Tutorial¶

For this tutorial we are going to process a data set for private linkage with clkhash using the Python API. Note you can also use the command line tool.

The Python package recordlinkage has a tutorial linking data sets in the clear, we will try duplicate that in a privacy preserving setting.

First install clkhash, recordlinkage and a few data science tools (pandas and numpy).

In [ ]:

!pip install -U clkhash recordlinkage numpy pandas

In [24]:

import io
import numpy as np
import pandas as pd

In [17]:

import clkhash
import recordlinkage
from recordlinkage.datasets import load_febrl4

Data Exploration¶

First we have a look at the dataset.

In [4]:

dfA, dfB = load_febrl4()

dfA.head()

Out[4]:

	given_name	surname	street_number	address_1	address_2	suburb	postcode	state	date_of_birth	soc_sec_id
rec_id
rec-1070-org	michaela	neumann	8	stanley street	miami	winston hills	4223	nsw	19151111	5304218
rec-1016-org	courtney	painter	12	pinkerton circuit	bega flats	richlands	4560	vic	19161214	4066625
rec-4405-org	charles	green	38	salkauskas crescent	kela	dapto	4566	nsw	19480930	4365168
rec-1288-org	vanessa	parr	905	macquoid place	broadbridge manor	south grafton	2135	sa	19951119	9239102
rec-3585-org	mikayla	malloney	37	randwick road	avalind	hoppers crossing	4552	vic	19860208	7207688

For this linkage we will not use the social security id column.

In [18]:

dfA.columns

Out[18]:

Index(['given_name', 'surname', 'street_number', 'address_1', 'address_2',
       'suburb', 'postcode', 'state', 'date_of_birth', 'soc_sec_id'],
      dtype='object')

In [41]:

a_csv = io.StringIO()
dfA.to_csv(a_csv)
a_csv.seek(0)

Out[41]:

Linkage Schema Definition¶

A basic schema definition instructs clkhash how to treat each column. The identifiers are found in clkhash/identifier_types.py. The INDEX columns will not become part of the CLK.

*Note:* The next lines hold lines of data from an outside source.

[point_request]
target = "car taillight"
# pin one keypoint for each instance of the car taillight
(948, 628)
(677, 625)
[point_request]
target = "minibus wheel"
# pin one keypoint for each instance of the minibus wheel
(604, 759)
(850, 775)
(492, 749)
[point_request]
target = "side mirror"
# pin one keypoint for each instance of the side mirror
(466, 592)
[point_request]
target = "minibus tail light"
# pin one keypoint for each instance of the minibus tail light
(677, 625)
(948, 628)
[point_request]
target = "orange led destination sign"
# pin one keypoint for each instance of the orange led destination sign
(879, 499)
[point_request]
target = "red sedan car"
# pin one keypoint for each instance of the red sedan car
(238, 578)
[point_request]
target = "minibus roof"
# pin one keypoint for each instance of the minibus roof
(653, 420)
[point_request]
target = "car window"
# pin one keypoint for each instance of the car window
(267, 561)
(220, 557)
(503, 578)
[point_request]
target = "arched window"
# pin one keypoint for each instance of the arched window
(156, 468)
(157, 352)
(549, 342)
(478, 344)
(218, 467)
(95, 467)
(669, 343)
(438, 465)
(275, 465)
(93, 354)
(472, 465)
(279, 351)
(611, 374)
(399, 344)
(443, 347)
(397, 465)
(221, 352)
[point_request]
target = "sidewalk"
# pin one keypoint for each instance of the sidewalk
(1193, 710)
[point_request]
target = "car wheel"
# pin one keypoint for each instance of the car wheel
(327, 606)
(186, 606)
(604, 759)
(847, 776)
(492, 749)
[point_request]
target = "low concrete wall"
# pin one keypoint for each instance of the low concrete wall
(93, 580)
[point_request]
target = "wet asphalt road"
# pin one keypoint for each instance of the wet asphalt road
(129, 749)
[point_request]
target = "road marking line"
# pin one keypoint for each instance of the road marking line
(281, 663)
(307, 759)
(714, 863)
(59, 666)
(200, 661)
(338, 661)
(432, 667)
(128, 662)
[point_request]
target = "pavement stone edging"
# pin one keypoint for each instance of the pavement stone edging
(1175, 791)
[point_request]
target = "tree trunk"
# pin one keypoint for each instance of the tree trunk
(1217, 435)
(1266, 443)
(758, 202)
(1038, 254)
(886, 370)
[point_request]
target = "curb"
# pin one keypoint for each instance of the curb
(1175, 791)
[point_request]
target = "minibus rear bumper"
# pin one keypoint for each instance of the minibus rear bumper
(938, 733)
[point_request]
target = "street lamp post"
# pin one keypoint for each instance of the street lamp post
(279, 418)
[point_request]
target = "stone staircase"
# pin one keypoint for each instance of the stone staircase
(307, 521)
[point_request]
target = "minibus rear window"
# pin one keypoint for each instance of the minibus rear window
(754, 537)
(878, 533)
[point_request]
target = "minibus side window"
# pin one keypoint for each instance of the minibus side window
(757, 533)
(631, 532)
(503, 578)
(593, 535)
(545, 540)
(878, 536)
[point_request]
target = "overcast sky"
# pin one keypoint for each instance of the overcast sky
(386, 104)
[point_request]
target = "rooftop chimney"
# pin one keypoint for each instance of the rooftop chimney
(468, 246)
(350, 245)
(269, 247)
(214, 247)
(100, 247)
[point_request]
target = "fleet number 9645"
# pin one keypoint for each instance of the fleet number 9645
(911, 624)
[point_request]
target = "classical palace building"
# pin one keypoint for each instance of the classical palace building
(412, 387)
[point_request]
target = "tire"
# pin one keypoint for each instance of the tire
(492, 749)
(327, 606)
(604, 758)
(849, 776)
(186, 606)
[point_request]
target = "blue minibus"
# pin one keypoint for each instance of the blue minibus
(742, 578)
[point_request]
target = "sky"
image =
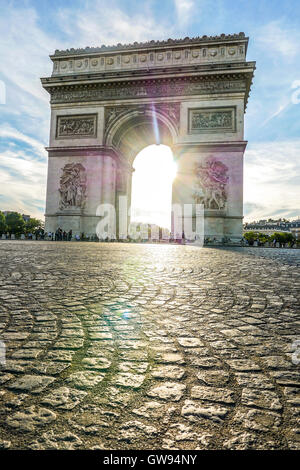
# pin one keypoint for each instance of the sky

Note: The schema specification is under heavy renovation for the next version.

In [42]:

column_metadata = [
            {"identifier": 'INDEX'},
            {"identifier": 'NAME Surname'},
            {"identifier": 'NAME First Name'},
            {"identifier": 'ADDRESS House Number'},
            {"identifier": 'ADDRESS Place Name'},
            {"identifier": 'ADDRESS Place Name'},
            {"identifier": 'ADDRESS Place Name'},
            {"identifier": 'ADDRESS POSTCODE'},
            {"identifier": 'ADDRESS Place Name'},
            {"identifier": 'DOB YYYY/MM/DD'},
            {"identifier": 'INDEX'}
        ]

In [43]:

schema = clkhash.schema.get_schema_types(column_metadata)

Hash the data¶

We can now hash our PII data from the CSV file using our defined schema. We must provide two secret keys to this command - these keys have to be used by both parties hashing data.

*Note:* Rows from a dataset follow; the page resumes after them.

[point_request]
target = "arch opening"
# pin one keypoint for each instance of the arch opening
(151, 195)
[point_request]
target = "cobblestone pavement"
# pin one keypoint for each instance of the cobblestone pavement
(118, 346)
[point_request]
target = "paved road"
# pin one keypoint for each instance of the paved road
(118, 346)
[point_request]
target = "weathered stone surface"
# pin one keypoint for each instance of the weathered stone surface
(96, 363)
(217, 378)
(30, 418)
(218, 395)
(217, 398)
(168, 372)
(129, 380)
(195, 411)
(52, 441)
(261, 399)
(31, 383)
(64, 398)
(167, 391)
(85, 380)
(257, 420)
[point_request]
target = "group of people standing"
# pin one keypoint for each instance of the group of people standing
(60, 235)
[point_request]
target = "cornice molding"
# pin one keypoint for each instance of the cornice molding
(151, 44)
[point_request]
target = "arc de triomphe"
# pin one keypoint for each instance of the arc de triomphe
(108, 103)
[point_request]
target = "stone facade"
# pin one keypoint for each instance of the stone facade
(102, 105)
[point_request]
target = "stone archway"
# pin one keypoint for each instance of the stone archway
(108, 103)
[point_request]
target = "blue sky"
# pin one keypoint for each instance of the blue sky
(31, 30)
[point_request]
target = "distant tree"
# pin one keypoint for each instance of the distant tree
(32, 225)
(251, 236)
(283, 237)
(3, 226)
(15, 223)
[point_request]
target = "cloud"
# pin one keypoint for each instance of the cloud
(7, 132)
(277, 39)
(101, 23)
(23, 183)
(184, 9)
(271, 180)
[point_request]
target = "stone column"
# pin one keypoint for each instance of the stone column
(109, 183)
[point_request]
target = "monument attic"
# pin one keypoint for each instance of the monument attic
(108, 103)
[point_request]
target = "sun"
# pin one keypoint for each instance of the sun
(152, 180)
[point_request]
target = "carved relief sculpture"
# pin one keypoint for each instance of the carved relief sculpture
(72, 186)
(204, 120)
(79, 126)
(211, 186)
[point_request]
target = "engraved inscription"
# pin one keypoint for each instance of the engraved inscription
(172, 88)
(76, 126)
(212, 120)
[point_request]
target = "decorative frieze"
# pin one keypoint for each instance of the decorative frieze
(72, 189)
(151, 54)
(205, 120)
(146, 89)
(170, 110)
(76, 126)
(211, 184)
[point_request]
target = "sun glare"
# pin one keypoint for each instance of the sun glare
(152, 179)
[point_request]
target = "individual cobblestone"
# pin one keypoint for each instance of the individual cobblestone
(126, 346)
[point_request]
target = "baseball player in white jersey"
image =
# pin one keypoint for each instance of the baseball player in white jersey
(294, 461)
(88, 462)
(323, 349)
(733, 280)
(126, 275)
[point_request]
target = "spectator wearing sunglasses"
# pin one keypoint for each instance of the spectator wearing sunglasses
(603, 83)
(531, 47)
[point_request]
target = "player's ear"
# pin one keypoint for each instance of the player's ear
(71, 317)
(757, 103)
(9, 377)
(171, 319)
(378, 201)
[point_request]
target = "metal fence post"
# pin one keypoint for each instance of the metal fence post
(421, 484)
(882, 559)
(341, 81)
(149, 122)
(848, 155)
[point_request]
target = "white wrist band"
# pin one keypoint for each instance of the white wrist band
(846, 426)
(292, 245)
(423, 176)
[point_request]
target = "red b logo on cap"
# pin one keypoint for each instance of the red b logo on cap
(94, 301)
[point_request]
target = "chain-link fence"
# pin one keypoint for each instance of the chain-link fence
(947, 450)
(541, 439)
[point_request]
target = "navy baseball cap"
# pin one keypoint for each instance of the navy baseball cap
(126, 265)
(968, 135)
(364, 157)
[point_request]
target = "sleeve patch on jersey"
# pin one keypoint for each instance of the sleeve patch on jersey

Knowledge of these keys is sufficient to reconstruct the PII information from a CLK! Do not share these keys with anyone, except the other participating party.

In [44]:

hashed_data_a = clkhash.clk.generate_clk_from_csv(a_csv, ('key1', 'key2'), schema)

generating CLKs: 100%|██████████| 5.00K/5.00K [00:02<00:00, 1.46Kclk/s, mean=916, std=27.1]

Inspect the output¶

clkhash has hashed the PII, creating a Cryptographic Longterm Key for each entity. The output of generate_clk_from_csv shows that the mean popcount is quite high (916 out of 1024) which can effect accuracy.

In [45]:

len(hashed_data_a)

Out[45]:

Each CLK is serialized in a JSON friendly base64 format:

In [46]:

hashed_data_a[0]

Out[46]:

'+79/+3//33/+O///fv//N67/7/+/u/vP////+3/+/7//d///////ft/////vM/7v/v//1/+///9/fv9f7/zu//5/+/ffv+9//z97v7///////9P//79f/7///76e/f9///////////P/4/b/S+///fv8//3vf//5n//r37/+/98='

Hash data set B¶

Now we hash the second dataset using the same keys and same schema.

In [47]:

b_csv = io.StringIO()
dfB.to_csv(b_csv)
b_csv.seek(0)
hashed_data_b = clkhash.clk.generate_clk_from_csv(b_csv, ('key1', 'key2'), schema)

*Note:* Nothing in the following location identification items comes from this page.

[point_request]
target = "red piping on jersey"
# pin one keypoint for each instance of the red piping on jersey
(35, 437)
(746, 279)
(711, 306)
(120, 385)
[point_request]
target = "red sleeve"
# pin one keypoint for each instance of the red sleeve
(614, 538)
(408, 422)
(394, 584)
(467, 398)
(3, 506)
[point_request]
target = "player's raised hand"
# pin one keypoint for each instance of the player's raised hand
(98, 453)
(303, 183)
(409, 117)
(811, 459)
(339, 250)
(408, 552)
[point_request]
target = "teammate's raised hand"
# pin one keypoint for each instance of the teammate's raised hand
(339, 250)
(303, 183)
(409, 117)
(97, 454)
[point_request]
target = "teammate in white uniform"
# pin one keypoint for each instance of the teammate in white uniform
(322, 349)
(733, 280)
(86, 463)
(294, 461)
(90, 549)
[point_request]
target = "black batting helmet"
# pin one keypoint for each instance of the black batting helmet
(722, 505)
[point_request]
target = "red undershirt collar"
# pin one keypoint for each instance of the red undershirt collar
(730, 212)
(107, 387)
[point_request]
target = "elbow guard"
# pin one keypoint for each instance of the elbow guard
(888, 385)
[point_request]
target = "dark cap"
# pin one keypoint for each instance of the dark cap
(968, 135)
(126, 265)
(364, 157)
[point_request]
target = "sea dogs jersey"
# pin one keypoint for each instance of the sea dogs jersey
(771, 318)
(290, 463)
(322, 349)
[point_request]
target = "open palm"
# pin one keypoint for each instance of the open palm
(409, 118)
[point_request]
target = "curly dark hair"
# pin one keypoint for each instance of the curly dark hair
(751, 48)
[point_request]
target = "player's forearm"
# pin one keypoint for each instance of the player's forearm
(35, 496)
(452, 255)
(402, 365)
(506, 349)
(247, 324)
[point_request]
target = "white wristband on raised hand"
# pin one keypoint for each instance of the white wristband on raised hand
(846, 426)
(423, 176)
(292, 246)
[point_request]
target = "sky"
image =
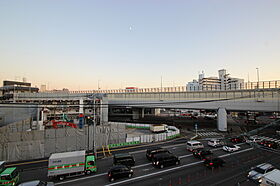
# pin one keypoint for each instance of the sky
(119, 43)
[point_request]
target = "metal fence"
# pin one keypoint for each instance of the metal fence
(236, 86)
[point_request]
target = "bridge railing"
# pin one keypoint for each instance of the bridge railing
(232, 86)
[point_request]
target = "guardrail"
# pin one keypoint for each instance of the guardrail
(172, 132)
(232, 86)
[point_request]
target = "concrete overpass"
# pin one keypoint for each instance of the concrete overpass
(263, 100)
(260, 96)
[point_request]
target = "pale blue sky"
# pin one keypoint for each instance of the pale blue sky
(73, 44)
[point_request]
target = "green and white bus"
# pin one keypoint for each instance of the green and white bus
(8, 176)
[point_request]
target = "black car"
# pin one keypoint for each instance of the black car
(162, 160)
(237, 139)
(214, 162)
(154, 151)
(124, 159)
(270, 144)
(119, 171)
(201, 153)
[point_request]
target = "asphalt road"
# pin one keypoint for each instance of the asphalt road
(191, 171)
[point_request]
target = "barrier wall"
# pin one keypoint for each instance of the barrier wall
(172, 132)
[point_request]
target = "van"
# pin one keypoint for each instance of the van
(191, 145)
(150, 153)
(215, 143)
(272, 178)
(163, 160)
(124, 159)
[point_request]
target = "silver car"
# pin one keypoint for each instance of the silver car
(37, 183)
(257, 172)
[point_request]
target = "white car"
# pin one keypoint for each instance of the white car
(253, 140)
(231, 148)
(215, 143)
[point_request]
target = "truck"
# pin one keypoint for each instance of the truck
(271, 178)
(158, 128)
(68, 164)
(8, 175)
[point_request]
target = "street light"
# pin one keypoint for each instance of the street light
(258, 76)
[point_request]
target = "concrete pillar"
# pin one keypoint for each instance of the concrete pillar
(142, 112)
(222, 119)
(155, 112)
(81, 106)
(104, 110)
(135, 113)
(81, 113)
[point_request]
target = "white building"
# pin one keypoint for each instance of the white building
(223, 82)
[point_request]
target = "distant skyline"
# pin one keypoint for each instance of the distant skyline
(116, 44)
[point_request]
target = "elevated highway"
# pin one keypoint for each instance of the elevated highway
(260, 96)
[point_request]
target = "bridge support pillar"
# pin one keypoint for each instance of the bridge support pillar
(136, 113)
(222, 119)
(142, 112)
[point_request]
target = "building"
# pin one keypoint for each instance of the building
(43, 88)
(9, 88)
(222, 82)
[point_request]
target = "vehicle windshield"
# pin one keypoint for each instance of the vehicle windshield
(259, 170)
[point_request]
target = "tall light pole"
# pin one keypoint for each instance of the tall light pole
(258, 76)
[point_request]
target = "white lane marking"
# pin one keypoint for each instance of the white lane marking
(155, 173)
(237, 152)
(174, 168)
(143, 165)
(168, 146)
(82, 178)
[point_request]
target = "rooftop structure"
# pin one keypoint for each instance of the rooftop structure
(222, 82)
(9, 88)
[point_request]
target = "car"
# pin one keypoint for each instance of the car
(191, 145)
(201, 153)
(258, 171)
(36, 183)
(237, 139)
(119, 171)
(163, 160)
(150, 153)
(124, 159)
(269, 144)
(215, 143)
(253, 140)
(212, 162)
(231, 148)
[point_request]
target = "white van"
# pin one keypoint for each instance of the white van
(215, 143)
(271, 179)
(192, 145)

generating CLKs: 100%|██████████| 5.00K/5.00K [00:02<00:00, 2.44Kclk/s, mean=909, std=32]

In [48]:

len(hashed_data_b)

Out[48]:

Wrapping Up¶

That is all for this tutorial, next you might want to look at comparing the CLKs with anonlink, or uploading them to an Entity Service.

Note the clkhash command line tool includes commands to upload to an entity service run by Data61.